Ici, l’affaire devient cocasse. Qu’on en juge : Mesnil demande réparation pour une culotte de velours, 12 chemises et une montre. Moisan, du faubourg Saint Nicolas, exige le remboursement, entre autres choses, de 3 livres de poivre et d’une carotte de tabac. Quant à un certain gendarme Lack, bien connu des chouans semble-t-il, il déplore la perte de ... 2 chapeaux et demande réparation. Boussart, un officier municipal, considère qu’on lui doit 200 000 livres, 150 louis d’or et 7 300 livres en assignats. Tous ces braves gens, et il y en eut d’autres, étaient-ils les premiers à défendre leur ville ou, comme on l’a vu si souvent par la suite, s’étaient-ils mis au frais pour bénéficier le moment venu des bienfaits de la victoire ? L’histoire ne le dit pas ...

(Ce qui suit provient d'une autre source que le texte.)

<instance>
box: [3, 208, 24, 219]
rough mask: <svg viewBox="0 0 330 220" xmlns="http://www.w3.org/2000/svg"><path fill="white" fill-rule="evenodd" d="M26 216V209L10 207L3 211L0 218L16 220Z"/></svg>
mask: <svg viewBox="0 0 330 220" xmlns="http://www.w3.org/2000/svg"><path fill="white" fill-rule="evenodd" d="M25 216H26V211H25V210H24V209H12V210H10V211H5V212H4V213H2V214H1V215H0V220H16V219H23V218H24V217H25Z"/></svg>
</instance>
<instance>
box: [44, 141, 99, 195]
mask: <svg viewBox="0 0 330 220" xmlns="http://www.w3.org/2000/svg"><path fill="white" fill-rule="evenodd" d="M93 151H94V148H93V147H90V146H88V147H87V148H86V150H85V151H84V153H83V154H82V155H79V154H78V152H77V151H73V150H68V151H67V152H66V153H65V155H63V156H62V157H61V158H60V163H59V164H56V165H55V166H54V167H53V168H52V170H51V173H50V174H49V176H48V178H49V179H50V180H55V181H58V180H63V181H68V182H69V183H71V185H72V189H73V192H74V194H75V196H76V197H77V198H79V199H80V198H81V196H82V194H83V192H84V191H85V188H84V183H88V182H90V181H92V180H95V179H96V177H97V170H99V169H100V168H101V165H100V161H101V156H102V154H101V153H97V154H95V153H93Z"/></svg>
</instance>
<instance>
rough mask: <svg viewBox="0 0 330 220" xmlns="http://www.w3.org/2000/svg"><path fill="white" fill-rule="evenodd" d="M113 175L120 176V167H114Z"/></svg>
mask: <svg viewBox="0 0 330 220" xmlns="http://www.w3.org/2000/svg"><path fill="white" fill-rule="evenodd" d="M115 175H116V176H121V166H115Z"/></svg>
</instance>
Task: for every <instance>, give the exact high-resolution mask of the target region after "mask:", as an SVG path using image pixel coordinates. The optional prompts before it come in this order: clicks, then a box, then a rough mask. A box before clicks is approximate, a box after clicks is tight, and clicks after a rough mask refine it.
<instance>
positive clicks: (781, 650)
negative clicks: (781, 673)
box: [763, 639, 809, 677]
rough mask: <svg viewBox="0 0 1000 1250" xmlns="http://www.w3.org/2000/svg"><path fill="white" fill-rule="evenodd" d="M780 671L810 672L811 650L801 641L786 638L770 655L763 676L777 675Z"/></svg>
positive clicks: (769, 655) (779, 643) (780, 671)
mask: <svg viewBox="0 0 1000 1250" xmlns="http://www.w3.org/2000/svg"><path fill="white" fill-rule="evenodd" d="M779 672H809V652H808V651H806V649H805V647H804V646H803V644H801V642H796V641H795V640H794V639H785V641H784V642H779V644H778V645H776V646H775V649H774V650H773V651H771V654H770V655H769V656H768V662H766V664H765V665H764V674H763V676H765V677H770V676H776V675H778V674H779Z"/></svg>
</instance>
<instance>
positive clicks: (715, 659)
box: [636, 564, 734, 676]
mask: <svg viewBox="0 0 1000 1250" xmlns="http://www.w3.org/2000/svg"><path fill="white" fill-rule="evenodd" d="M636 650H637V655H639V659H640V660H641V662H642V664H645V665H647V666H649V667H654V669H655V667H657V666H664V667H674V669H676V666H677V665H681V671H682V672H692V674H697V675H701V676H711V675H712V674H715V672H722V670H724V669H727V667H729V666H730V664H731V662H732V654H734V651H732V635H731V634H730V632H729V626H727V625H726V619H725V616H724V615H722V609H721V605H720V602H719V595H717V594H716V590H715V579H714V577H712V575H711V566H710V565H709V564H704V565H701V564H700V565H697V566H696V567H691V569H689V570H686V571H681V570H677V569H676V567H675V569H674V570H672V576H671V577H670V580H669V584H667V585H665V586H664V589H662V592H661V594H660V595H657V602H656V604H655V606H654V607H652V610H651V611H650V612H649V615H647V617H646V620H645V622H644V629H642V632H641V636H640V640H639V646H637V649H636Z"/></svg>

Toujours est-il que Josselin, une fois de plus, était sauvé. Les hostilités se déplaceront ailleurs et les chouans n’oseront plus jamais affronter la ville ducale. Le château avait joué son rôle mais, une fois n’est pas coutume, au profit de la République. Et certains disent que l’Histoire n’est qu’un éternel recommencement ...
Gérard Boulé. (paru dans l’oust est clair numéro 9 de janvier 1982).